少し遅れて、マキちゃんも起き上がります。
!!
そこで、私はあることに気が付きます。
マキちゃんは、真っ白なパジャマを着ています。
これは問題ないです。
むしろ、かわいいので、大歓迎です。
問題は私の方です。
私は今、学園の制服を着ています。
というか、家を出てから(追い出されてから)ずっと着たままでいます。
Q、なぜか?
A,これしか持ってないからです。
しかも、良く見ると、昨日の戦いで血まで付いています。
これは、非常に不味いです。
仮にも、14の乙女としては、受け入れがたい事実です。
「マキちゃん!!服を買いにいきましょう!!」
私が、叫んで振り向くと、マキちゃんは着替えの途中でした。
顔が少し赤くなった気がしましたが、マキちゃんは何も言わず、すぐに服を着てしまいました。
まぁ、昨日は一緒にお風呂に入りましたからね。
それと、マキちゃんの今日の下着は白でした。
私達は、一度食堂に行って朝食を食べると(今日はマキちゃんも一緒に食べました)購買部2階にある服売り場に向かいました。
(マキちゃん、こっちとこっちどっちがいいですか?)
購買部には、なぜか結構な人がいたので念話で話をしながら、まずはパジャマを選びます。

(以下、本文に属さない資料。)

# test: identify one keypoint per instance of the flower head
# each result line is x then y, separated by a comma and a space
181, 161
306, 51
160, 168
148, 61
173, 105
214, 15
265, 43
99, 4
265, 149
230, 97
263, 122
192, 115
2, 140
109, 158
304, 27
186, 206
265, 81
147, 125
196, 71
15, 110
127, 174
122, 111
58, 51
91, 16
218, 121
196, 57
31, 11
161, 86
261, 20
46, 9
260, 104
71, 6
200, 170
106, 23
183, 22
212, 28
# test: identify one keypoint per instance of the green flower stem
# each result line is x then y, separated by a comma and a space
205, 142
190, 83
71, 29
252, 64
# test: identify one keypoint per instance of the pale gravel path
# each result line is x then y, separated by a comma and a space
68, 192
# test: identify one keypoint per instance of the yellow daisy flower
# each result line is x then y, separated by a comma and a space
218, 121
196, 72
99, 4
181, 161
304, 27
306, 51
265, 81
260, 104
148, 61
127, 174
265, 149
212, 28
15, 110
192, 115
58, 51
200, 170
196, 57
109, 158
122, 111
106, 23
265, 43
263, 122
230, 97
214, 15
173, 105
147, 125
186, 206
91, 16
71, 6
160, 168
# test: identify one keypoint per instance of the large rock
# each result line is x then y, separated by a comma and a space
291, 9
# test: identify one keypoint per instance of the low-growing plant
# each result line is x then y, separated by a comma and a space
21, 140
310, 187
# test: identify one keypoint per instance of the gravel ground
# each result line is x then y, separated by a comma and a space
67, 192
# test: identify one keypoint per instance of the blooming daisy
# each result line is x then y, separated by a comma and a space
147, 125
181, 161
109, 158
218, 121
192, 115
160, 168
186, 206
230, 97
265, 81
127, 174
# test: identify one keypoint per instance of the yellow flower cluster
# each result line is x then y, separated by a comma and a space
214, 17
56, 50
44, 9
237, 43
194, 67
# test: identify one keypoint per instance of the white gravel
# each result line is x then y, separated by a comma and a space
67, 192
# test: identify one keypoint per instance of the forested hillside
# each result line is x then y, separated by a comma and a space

一つはピンク色に花柄の付いたパジャマで、もう一つは白色のフリルが付いたパジャマです。
(どっちでもいいのでは?)
むぅ・・・そっけないですね・・・
(これからは一緒に寝るんですから、かわいい方がいいでしょ?)
(別に・・・どっちでもいい)
(それは、私が着ればどっちもかわいいからって意味なのかな?)
(はいはい、そうですよ)
むぅぅぅ・・・ほんとにそっけないです。
(なら、両方買っちゃいますよ!!)
(それでいいのでは?)
うぅぅ・・・何か怒ってる?
確かに昨日はやりすぎたかもしれないけどさ、もうちょっと相手してくれてもいいじゃない。泣いちゃいますよ?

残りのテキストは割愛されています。